Luty przyniósł drastyczny wzrost zmienności na rynkach akcji – było to zjawisko oczekiwane przez wielu inwestorów wobec znacznego przegrzania indeksów w ostatnich tygodniach, jednak zaskakująca okazała się dynamika korekty, napędzana głównie przez podaż ze strony produktów ETF. Odnotowały one w styczniu napływy o niespotykanej wręcz skali, które jednak wobec zmiany nastrojów przerodziły się w masowy odwrót i paniczną wyprzedaż.

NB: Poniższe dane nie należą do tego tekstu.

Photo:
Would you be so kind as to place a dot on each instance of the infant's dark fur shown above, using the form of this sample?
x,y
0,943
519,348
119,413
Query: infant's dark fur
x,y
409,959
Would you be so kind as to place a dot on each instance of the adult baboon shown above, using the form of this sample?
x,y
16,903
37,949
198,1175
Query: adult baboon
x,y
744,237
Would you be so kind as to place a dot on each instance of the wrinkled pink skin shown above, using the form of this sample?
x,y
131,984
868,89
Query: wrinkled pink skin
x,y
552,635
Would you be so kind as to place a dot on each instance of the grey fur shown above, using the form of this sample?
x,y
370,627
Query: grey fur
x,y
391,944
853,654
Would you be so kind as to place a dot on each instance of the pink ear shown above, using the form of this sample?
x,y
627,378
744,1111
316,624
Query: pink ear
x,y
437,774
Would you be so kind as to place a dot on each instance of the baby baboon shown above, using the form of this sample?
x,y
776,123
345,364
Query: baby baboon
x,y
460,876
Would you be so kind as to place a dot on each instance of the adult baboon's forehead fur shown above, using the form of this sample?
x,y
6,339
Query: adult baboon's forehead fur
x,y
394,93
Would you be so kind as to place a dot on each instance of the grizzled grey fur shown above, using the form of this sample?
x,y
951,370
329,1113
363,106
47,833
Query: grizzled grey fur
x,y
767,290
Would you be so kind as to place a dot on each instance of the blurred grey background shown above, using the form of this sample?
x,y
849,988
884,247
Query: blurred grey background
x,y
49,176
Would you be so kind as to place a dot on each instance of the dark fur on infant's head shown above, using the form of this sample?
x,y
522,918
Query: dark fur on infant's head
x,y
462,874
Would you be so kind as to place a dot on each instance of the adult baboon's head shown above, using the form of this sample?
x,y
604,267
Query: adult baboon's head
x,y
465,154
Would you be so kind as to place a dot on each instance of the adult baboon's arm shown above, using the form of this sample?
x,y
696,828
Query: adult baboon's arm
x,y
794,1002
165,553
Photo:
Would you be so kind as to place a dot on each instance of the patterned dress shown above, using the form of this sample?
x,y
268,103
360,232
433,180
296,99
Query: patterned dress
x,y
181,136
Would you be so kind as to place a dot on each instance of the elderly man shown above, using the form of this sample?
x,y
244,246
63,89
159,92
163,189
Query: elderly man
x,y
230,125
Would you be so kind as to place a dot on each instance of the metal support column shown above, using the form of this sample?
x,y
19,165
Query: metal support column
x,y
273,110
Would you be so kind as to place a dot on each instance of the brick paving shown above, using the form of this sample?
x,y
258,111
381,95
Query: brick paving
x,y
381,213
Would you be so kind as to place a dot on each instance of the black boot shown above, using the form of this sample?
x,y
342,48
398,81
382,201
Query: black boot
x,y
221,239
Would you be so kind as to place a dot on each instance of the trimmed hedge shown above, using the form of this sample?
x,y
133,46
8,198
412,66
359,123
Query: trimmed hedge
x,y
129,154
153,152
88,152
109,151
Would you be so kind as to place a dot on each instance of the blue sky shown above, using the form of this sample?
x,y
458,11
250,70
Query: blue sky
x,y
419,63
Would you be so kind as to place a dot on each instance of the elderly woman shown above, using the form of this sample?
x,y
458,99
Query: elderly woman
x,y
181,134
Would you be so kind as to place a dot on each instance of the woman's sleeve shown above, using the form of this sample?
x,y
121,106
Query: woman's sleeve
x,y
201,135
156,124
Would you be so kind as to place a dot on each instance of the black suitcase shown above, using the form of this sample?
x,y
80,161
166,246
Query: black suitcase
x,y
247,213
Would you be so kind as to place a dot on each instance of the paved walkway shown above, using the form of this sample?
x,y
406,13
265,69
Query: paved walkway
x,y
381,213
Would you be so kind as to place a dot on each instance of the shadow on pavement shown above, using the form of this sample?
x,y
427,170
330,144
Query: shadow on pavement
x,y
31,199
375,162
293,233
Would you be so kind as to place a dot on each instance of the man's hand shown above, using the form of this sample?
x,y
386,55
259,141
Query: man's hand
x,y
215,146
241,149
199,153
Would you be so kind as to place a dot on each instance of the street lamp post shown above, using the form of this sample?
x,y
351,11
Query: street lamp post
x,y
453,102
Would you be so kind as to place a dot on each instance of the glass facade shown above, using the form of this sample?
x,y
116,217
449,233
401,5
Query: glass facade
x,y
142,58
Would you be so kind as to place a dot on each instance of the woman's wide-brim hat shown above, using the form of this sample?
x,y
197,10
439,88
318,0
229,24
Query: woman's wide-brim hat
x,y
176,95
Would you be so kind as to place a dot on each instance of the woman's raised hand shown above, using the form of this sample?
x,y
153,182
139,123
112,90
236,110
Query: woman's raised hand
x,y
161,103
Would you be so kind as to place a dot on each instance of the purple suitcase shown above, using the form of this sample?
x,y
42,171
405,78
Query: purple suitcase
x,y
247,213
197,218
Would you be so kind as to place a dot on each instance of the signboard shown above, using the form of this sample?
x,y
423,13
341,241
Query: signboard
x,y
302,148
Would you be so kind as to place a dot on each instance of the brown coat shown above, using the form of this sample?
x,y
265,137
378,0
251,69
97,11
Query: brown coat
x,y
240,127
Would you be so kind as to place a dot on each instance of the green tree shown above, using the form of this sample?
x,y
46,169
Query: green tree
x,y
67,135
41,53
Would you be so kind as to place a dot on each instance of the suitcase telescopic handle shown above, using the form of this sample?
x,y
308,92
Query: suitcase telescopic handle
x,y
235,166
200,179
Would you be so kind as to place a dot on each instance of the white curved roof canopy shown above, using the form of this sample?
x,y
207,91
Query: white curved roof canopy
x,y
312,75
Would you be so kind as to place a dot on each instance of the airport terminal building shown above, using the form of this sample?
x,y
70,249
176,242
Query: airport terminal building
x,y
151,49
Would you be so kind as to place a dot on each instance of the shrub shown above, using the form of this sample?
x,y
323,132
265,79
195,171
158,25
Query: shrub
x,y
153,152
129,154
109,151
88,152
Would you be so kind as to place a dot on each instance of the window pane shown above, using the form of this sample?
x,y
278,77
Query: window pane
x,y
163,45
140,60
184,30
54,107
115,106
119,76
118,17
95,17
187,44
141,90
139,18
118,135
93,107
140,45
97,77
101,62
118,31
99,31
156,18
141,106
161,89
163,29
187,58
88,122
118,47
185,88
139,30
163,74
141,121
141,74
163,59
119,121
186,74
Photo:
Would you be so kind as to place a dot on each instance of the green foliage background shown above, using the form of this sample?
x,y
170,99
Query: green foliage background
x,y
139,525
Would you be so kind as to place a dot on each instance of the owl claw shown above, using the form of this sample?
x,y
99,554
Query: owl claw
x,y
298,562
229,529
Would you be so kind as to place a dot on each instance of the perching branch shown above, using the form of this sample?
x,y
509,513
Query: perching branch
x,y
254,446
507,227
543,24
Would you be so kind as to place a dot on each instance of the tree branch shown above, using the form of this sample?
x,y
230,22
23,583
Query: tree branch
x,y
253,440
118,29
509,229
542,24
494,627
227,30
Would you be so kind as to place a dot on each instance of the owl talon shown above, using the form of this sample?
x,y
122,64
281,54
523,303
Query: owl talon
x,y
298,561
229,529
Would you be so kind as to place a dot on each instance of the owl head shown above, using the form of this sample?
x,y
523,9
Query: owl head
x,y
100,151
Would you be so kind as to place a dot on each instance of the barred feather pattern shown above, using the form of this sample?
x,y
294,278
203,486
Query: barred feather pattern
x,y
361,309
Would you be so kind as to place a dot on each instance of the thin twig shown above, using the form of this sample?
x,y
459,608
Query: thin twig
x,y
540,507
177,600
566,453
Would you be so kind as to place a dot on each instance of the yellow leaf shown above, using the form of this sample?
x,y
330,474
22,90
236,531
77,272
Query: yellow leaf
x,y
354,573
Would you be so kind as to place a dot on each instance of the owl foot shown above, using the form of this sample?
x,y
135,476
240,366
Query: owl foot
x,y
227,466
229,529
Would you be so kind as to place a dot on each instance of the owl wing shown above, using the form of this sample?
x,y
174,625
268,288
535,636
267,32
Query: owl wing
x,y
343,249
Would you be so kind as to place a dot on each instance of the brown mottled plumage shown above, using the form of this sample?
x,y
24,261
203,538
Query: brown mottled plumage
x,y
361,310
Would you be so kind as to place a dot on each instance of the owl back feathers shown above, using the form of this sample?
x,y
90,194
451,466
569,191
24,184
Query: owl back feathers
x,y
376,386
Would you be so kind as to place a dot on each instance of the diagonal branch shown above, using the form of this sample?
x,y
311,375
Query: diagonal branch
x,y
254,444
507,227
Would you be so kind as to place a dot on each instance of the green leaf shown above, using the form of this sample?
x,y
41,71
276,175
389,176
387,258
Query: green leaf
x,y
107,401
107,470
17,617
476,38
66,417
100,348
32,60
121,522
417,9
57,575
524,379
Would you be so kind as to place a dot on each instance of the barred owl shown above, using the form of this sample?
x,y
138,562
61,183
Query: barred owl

Nerwowa atmosfera nie utrzymała się jednak długo, głównie ze względu na oderwany od fundamentów i czysto emocjonalny charakter wyprzedaży. Główny trend indeksów pozostaje nadal wzrostowy, również po stronie czysto makroekonomicznej trudno o wskazanie zjawisk mogących świadczyć o trwałej zmianie realiów gospodarczych. Pomimo ostatniego nieco wyższego od oczekiwań odczytu CPI w Stanach Zjednoczonych nie wydaje się, aby trwały powrót wyższej inflacji był w obecnych warunkach wysoce prawdopodobny. Rynki tym samym zareagowały nieco na wyrost.

Stabilne fundamenty pozwoliły więc na szybkie odreagowanie, które w USA przybrało niemal formę litery V. Z innymi globalnymi rynkami było już różnie – na jednym biegunie mamy chociażby Brazylię, która w ciągu kilku sesji wyrównała styczniowe szczyty, z drugiej strony znajduje się nasz rodzimy parkiet, gdzie główne indeksy mają spory problem z podniesieniem się po spadkach. Słabość WIG-u ma zróżnicowane źródła – odwlekające się w czasie podwyżki stóp przez Radę Polityki Pieniężnej wpływają niekorzystnie na perspektywy dla sektora bankowego, większych napływów do funduszy akcyjnych (szczególnie inwestujących w sektorze małych i średnich spółek) nadal brak, sektor energetyczny i paliwowy zmaga się z polityczną niepewnością. Perspektywy na ten moment wydają się umiarkowanie optymistyczne, choć potencjał wzrostu jest raczej skupiony w spółkach o średniej kapitalizacji.